Le climat de marché est devenu plus favorable. Les actions ont bondi, le pétrole a reculé et le dollar a baissé après les propos de Trump. Selon Reuters, le Brent (référence du pétrole en Europe) a perdu 1,2 % à 108,51 dollars le baril, tandis que les contrats à terme S&P 500 e-mini (produits dérivés sur l’indice américain, utilisés pour se couvrir ou spéculer) gagnaient 0,3 %. L’indice MSCI le plus large des actions Asie-Pacifique hors Japon a grimpé de 2,3 % à un nouveau record.

Pour le cuivre, cette combinaison compte. Un dollar plus faible rend les métaux cotés en dollars moins chers pour les acheteurs qui paient dans d’autres devises. Un pétrole moins cher réduit les coûts de transport, d’électricité et d’industrie lourde. Un apaisement au Moyen-Orient peut donc soutenir les attentes de demande, surtout avec le retour de la Chine sur le marché.

Le retour de la Chine soutient la demande

La reprise en Chine après les congés du 1er mai a apporté un soutien supplémentaire aux métaux industriels. Les traders surveillent de près l’activité chinoise, car le pays est le premier consommateur mondial de cuivre, d’aluminium, de nickel, de zinc, de plomb et d’étain.

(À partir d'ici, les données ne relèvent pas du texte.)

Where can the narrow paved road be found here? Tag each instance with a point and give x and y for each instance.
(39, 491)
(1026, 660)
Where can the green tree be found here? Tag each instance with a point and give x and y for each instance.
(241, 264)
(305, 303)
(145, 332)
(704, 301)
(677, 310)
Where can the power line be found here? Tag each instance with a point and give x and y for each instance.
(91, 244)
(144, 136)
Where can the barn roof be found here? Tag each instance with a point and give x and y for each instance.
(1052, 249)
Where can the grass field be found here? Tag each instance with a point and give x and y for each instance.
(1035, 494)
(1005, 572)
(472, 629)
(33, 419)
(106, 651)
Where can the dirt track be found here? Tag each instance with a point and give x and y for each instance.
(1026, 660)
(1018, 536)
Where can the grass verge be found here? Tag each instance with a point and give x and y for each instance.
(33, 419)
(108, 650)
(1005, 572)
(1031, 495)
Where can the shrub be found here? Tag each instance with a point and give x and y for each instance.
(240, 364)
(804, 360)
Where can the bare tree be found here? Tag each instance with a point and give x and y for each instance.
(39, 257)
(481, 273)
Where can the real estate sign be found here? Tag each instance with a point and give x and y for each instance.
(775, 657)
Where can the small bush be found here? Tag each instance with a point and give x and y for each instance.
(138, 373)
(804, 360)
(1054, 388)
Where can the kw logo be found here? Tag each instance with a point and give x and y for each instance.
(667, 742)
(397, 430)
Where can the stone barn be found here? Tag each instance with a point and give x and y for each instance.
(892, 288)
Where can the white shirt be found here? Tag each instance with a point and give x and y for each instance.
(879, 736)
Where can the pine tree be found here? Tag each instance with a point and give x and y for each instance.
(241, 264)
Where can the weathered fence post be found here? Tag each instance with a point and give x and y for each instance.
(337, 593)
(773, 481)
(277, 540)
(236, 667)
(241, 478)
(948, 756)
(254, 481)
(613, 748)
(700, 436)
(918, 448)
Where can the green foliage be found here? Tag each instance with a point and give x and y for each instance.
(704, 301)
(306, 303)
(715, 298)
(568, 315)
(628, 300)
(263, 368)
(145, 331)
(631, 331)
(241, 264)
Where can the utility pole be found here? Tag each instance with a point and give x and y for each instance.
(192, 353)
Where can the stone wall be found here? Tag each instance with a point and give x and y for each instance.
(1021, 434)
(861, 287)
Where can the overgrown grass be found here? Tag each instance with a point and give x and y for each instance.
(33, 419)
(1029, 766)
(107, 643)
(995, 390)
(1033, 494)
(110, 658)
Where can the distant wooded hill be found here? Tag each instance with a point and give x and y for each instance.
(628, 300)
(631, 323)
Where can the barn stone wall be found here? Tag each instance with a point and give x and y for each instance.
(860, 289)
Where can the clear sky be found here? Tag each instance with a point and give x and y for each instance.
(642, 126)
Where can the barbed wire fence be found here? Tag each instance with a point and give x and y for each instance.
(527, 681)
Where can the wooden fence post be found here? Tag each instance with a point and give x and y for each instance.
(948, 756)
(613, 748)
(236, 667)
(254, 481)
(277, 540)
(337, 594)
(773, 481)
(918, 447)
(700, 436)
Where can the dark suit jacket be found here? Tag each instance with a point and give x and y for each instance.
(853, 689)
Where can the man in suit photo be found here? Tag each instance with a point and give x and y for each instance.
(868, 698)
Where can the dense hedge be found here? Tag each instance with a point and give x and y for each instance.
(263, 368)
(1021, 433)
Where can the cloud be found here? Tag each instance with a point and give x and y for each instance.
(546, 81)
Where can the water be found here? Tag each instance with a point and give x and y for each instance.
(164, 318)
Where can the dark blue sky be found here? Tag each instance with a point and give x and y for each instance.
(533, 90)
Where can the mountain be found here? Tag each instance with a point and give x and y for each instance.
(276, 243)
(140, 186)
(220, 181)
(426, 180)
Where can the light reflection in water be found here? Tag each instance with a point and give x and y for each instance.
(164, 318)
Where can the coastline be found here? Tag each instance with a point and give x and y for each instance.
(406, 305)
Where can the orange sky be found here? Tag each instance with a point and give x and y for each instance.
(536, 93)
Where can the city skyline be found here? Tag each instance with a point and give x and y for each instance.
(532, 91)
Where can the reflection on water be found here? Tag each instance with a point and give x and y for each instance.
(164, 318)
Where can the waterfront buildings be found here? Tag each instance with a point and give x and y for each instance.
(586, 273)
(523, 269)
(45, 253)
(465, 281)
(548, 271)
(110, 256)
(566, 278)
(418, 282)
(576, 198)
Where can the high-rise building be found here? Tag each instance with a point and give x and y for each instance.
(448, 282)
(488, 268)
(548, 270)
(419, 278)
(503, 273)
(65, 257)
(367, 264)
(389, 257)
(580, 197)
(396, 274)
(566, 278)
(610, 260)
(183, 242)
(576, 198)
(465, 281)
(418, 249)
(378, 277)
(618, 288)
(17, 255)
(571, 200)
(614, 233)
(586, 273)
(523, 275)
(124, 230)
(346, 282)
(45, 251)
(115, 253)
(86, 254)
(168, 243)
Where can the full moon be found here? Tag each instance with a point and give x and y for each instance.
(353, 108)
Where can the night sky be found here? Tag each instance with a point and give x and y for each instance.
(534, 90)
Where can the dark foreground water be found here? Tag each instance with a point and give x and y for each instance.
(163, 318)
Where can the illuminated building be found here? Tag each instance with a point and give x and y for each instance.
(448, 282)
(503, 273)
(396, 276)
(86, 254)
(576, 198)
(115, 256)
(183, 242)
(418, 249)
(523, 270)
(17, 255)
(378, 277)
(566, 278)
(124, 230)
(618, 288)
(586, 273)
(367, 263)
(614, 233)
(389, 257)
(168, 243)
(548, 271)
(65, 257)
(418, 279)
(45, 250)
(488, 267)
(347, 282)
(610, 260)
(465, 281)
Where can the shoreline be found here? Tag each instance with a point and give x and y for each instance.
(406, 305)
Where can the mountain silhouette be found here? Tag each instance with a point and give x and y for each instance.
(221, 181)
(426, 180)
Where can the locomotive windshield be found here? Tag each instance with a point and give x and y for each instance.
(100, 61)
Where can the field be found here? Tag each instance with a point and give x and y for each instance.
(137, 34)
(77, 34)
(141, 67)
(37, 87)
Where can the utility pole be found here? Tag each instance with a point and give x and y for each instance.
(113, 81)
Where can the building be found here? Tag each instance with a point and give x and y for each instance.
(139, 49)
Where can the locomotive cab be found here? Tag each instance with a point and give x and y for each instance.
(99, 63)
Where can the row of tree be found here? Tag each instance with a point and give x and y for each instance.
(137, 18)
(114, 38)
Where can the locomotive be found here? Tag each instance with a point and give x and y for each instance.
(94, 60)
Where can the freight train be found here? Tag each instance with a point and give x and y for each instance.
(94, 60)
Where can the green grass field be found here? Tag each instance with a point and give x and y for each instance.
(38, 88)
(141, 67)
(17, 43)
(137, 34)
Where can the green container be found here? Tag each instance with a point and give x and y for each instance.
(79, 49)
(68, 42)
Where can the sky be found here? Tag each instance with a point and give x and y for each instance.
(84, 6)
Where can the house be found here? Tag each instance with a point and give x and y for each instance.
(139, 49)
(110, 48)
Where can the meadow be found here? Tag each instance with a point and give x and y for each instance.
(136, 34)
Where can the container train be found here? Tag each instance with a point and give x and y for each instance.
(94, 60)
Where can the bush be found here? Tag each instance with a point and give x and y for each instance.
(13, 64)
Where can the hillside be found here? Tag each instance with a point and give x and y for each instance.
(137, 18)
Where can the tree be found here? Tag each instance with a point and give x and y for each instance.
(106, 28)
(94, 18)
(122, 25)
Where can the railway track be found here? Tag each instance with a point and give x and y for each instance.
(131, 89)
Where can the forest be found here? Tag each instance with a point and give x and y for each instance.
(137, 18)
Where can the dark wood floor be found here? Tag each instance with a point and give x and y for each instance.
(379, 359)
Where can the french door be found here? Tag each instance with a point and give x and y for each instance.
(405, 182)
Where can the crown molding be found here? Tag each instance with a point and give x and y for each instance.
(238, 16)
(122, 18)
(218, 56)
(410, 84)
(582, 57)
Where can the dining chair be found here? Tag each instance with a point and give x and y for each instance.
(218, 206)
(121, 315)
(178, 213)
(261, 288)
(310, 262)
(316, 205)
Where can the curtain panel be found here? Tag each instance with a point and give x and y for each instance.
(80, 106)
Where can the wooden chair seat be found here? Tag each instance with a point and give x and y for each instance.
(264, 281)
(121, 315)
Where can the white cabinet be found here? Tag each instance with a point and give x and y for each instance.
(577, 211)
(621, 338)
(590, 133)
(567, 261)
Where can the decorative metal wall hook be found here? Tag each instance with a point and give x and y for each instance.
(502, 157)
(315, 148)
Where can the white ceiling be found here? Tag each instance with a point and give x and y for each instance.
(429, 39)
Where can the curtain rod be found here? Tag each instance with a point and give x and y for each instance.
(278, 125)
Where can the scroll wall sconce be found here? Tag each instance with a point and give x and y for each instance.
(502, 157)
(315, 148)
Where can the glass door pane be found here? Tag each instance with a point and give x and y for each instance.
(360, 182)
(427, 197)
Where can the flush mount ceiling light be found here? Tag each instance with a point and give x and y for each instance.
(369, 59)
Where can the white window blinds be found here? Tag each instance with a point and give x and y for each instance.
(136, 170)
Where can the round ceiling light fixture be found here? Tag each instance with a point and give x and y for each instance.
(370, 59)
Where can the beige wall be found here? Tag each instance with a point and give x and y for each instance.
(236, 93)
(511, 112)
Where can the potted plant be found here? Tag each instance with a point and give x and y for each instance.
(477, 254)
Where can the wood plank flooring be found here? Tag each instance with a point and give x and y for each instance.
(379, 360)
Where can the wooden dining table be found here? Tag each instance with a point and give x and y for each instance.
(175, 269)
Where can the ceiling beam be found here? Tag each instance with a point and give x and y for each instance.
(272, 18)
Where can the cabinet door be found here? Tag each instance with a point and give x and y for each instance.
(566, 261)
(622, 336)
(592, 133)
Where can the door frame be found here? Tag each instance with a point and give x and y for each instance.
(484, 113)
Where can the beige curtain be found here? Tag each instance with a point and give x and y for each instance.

Le cuivre a profité de ce retour, car il est central dans les réseaux électriques, le bâtiment, les véhicules électriques, les centres de données et les infrastructures liées à l’IA (intelligence artificielle). Selon des analystes, le marché suit à la fois l’espoir d’une désescalade au Moyen-Orient et l’optimisme autour des investissements dans l’IA, qui pourraient soutenir une demande structurelle (tendance de long terme) de cuivre.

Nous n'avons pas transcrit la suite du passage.